A questão do desenvolvimento das pessoas na organização moderna é fundamental para a manutenção e\ou ampliação de seu diferencial competitivo […] as organizações estão percebendo a necessidade de estimular e apoiar o contínuo desenvolvimento das pessoas, como forma de manter suas vantagens competitivas.  (DUTRA, 2009, p. 101).

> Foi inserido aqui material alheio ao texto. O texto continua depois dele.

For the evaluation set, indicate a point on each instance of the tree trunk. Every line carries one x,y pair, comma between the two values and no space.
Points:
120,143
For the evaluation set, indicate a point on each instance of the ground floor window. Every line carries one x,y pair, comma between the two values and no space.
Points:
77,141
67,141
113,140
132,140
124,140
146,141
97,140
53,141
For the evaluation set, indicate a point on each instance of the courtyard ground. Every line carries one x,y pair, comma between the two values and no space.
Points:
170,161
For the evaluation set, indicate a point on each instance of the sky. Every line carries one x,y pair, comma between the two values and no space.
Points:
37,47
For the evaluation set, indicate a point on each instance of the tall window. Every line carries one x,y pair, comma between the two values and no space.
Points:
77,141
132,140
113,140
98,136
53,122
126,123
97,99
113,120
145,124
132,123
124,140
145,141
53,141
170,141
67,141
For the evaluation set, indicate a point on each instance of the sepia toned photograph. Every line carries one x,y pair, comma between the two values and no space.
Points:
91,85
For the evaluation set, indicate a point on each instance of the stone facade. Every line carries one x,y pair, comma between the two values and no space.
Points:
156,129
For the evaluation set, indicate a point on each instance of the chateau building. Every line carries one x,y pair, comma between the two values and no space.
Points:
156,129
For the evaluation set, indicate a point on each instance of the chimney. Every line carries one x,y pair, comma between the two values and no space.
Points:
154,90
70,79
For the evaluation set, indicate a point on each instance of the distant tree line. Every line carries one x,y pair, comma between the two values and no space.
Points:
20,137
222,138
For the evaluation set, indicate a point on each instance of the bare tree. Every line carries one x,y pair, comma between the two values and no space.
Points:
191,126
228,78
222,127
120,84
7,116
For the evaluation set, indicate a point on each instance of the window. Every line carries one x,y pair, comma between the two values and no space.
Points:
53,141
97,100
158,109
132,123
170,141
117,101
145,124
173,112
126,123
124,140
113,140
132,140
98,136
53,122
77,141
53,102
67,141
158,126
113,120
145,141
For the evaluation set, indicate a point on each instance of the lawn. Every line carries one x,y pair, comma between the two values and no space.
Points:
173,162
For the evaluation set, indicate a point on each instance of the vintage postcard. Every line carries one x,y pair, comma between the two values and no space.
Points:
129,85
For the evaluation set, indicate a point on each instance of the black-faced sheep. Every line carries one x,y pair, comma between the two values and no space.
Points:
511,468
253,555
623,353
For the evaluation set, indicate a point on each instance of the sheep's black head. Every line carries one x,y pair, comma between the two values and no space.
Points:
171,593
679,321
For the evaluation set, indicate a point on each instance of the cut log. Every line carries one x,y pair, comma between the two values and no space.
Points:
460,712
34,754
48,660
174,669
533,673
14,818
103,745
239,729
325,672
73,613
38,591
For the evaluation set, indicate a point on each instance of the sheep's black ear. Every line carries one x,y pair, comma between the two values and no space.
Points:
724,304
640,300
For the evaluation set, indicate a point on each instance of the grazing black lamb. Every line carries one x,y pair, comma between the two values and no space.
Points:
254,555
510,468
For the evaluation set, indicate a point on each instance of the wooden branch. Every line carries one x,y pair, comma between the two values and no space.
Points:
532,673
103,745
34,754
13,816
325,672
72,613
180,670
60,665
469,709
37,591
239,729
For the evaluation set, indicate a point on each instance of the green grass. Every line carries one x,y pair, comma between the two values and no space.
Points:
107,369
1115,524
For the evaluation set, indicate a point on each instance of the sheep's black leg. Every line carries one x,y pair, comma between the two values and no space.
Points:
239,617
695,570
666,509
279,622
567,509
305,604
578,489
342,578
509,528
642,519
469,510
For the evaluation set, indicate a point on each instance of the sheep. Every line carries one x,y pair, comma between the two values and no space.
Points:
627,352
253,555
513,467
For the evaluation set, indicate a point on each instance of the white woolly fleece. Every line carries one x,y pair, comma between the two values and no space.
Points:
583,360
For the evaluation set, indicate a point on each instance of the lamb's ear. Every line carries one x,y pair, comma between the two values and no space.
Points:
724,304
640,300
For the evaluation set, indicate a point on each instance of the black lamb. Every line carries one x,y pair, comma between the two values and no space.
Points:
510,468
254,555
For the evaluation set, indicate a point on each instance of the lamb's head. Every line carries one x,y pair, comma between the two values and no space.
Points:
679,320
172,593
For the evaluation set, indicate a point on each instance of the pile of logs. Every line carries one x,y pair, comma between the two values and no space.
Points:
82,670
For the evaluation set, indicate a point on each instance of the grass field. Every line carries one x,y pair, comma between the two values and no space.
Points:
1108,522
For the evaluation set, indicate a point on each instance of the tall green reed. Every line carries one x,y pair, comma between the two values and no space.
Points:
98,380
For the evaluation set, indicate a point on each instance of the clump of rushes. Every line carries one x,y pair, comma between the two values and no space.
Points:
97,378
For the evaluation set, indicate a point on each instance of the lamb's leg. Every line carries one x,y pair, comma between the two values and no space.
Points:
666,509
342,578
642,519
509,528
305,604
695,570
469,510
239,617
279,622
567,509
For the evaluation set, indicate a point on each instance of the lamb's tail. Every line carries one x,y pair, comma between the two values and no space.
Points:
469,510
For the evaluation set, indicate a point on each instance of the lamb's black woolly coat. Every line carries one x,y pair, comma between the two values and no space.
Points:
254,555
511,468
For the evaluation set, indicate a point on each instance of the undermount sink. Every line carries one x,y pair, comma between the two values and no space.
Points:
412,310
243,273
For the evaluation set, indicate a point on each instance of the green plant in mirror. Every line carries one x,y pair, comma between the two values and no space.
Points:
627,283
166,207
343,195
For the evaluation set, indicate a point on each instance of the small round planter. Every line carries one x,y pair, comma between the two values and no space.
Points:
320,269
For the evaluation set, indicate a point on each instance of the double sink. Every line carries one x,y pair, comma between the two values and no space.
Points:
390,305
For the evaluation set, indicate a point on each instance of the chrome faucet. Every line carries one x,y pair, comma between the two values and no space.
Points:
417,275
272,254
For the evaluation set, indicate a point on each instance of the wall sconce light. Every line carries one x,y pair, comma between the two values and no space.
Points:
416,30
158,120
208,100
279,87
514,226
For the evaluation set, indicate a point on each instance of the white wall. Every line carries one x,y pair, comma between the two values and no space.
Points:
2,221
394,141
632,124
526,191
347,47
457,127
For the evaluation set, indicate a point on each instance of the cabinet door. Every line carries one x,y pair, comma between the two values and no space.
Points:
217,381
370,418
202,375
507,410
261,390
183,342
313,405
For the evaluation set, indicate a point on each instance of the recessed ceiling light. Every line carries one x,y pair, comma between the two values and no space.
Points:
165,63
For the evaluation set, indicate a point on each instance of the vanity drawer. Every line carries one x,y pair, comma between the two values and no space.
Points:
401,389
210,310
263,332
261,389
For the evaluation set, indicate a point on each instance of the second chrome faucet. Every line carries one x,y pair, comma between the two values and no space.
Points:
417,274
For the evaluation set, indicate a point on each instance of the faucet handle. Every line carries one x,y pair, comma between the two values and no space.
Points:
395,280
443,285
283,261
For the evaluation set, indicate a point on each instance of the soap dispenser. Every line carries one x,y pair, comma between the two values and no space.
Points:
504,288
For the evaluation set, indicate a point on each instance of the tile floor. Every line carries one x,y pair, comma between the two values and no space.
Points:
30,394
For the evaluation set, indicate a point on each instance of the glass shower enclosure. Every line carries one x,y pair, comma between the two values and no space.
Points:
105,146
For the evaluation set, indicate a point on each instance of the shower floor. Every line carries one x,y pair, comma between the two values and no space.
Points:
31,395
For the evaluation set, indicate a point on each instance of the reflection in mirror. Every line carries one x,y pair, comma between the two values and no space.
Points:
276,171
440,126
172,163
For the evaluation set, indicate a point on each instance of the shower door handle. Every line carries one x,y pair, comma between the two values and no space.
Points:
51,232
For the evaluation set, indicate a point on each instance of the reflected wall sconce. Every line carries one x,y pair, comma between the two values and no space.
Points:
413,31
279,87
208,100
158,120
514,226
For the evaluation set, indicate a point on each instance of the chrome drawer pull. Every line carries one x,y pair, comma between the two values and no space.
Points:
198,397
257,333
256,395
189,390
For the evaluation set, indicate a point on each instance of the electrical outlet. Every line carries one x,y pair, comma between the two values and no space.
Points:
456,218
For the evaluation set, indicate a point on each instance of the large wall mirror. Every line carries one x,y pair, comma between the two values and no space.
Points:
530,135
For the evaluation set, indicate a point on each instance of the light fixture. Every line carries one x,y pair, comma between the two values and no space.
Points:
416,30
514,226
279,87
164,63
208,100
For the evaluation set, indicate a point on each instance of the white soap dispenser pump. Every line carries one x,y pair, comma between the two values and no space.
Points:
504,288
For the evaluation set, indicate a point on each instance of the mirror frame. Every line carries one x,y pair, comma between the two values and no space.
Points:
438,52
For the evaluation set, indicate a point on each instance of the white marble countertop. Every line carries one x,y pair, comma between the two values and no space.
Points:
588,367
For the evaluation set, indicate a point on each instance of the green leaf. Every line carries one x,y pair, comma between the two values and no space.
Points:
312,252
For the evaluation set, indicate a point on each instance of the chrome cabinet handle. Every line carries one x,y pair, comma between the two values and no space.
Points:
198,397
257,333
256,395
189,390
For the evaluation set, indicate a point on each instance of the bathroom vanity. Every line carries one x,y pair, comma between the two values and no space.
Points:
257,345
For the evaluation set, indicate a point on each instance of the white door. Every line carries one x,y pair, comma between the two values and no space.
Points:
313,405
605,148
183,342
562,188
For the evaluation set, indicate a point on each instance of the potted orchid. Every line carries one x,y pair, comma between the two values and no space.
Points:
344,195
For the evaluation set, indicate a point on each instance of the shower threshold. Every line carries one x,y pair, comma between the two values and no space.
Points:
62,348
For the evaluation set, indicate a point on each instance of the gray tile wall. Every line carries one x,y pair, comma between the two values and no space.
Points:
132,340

Por outro lado, muitas organizações optam por contratar apenas funcionários já qualificados, visando poupar tempo e dinheiro da empresa em relação à aplicação de programas de desenvolvimento. Além desse fator, muitas pessoas com deficiência são contratadas simplesmente para o cumprimento de uma lei. De acordo com a lei 13146/15 artigo 34, parágrafo 4 º,

 

As pessoas com deficiência têm direito a participação e ao acesso a curso, treinamentos, educação continuada, planos de carreira, promoções, bonificações e incentivos profissionais oferecidos pelo empregador, em igualdade de oportunidade (BRASIL, 2015, p.21).

 

Contudo, a adaptação da organização quanto às necessidades da pessoa com deficiência geralmente não acontece, e quando há um programa de desenvolvimento o mesmo pode não ser acessível ou estar disponível para esta pessoa.

 

O fato de o treinamento ser igual para todos os funcionários (com e sem deficiência) trouxe dificuldades para as PcDs que relataram, por exemplo, que a falta de intérprete, foi um impedimento para o melhor aproveitamento das ações de T&D. Cabe ressaltar que o argumento dos gestores para a realização de um treinamento único para trabalhadores com e sem deficiência era de promover uma política de iguais oportunidades, o que para as PcDs não é visto como vantajoso, já que não há uma adaptação às suas necessidades. (DELGADO; GOULART, 2011, p. 39).

 

Um gestor, quando recebe uma pessoa com deficiência, enfrenta o desafio de desenvolver as competências que permitem o sucesso da inclusão, uma vez que a ordem dos manuais corporativos não garante o desenvolvimento das aptidões necessárias para ser bem-sucedido como agente do processo inclusivo. Quando se fala em inclusão, portanto, treinamento e desenvolvimento são essenciais. Investir em diversidade significa também a busca de oportunidades iguais com respeito e dignidade para todos.

 

Para as PcDs, o desafio é adequar suas estratégias de desenvolvimento profissional às necessidades do mercado de trabalho, às expectativas da organização e ao seu perfil. Elas consideram fundamental participar de treinamentos e cursos, como também a paciência e a interação, pois são fatores que facilitam a inserção no mercado e aumentam a probabilidade de futuras promoções no trabalho. Em contrapartida, reconhecem a importância de a própria PcD investir em tempo e esforço. (DELGADO; GOULART, 2011, p. 52).

 

Gestores e profissionais de recursos humanos, e também da área de segurança do trabalho, devem buscar estudos e métodos que os auxilie na hora de treinar e desenvolver uma pessoa com deficiência. Eles devem criar formas de inclusão para que não ocorra diferença para a PcD em relação aos outros colaboradores. Para isso, entender a percepção de pessoas com deficiência sobre o processo de inclusão nas empresas é essencial.

3 METODOLOGIA

O artigo tem como seu objetivo central analisar a percepção de pessoas com deficiência sobre inclusão em empresas localizadas na cidade de Canguçu, Rio Grande do Sul. Para isso, este foi desenvolvido com base em pesquisa qualitativa, descritiva, com técnica de entrevista semiestruturada.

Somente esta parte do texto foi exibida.